The plan for the years 2020-2024 was mandated by the U.S. Department of Housing and Urban Development, also known as HUD, which makes an annual distribution of CDBG funds to the county. The county’s community development department created the plan after conducting a survey of stakeholders.
According to Renee Sande, community development manager, nearly 500 survey responses were received from municipalities, nonprofit organizations, employers, housing developers and residents, including those who are underserved and underrepresented.
Activities and programs funded with CDBG dollars must be a high priority and meet a HUD national objective, Sande said.
HUD requires 70% of CDBG funding benefit low- and moderate-income families, while allocations to public service programs are limited to 15% of the total amount available.

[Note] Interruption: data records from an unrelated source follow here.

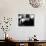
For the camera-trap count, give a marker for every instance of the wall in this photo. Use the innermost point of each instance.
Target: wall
(11, 8)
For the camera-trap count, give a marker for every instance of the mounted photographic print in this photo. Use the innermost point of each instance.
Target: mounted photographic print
(26, 19)
(36, 3)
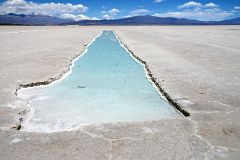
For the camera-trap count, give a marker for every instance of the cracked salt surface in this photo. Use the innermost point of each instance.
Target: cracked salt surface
(113, 88)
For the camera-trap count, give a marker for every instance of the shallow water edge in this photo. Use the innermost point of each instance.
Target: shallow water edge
(148, 73)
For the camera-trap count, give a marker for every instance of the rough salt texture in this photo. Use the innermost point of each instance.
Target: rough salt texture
(197, 66)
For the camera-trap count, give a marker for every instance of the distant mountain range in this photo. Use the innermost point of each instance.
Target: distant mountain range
(15, 19)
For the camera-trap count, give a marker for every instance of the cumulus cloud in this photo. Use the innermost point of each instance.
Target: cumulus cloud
(110, 13)
(198, 11)
(190, 5)
(211, 5)
(158, 1)
(77, 17)
(237, 7)
(139, 12)
(52, 9)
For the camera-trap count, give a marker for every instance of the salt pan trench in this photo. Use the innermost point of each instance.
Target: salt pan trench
(106, 85)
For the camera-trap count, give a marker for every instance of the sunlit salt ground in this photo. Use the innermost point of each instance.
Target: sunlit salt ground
(106, 85)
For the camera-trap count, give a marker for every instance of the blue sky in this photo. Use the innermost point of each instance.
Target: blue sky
(111, 9)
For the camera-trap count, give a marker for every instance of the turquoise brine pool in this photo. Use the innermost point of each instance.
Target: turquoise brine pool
(106, 85)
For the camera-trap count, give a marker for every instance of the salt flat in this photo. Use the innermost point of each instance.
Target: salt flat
(198, 66)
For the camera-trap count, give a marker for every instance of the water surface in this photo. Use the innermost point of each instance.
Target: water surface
(106, 85)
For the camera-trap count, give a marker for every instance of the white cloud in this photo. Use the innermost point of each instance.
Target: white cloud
(211, 5)
(190, 5)
(110, 14)
(139, 12)
(52, 9)
(213, 14)
(237, 7)
(198, 11)
(77, 17)
(158, 1)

“These priorities will guide the funding for the annual application process as we work to meet the goals set by the community engagement process,” she said.
Under building projects, high priorities include homeless facilities (not operating costs), parks and recreation, youth centers, neighborhood facilities, physical or mental health centers, senior centers and facilities for people with disabilities.
Housing projects on the high priority list include single-family and multifamily residential rehabilitation and energy-efficiency improvements.
Other projects among the county’s high priorities are cleanup of contaminated sites, clearance or demolition of buildings and economic development direct financial assistance to for-profit businesses for building projects.
Public service program top priorities are listed as general family services; crime awareness/prevention; substance abuse recovery/prevention/education; youth services for teens age 13-19; senior services for those 62 and older; abused and neglected children’s programs; services for victims of domestic violence, dating violence, sexual assault or stalking; general health services; mental health programs; food banks; transportation; employment training; and emergency housing.
“This is an important step,” said Trustee Scott Schulte, who chairs and HRA, which comprises the members of the Anoka County Board.
A lot of the groundwork has been done with this five-year plan, he said.
The 2020 CDBG application process takes place in January with the HRA making recommendations of projects and programs to be funded at its meeting in late February following a public hearing. There is then a HUD-mandated 30-day comment period, with the County Board taking final action in April.
In 2019 the HRA received some $1.64 million in CDBG money, of which $1.07 million went to projects and about $246,000 to public service programs, both through a competitive process, with about $328,000 set aside for administration and planning.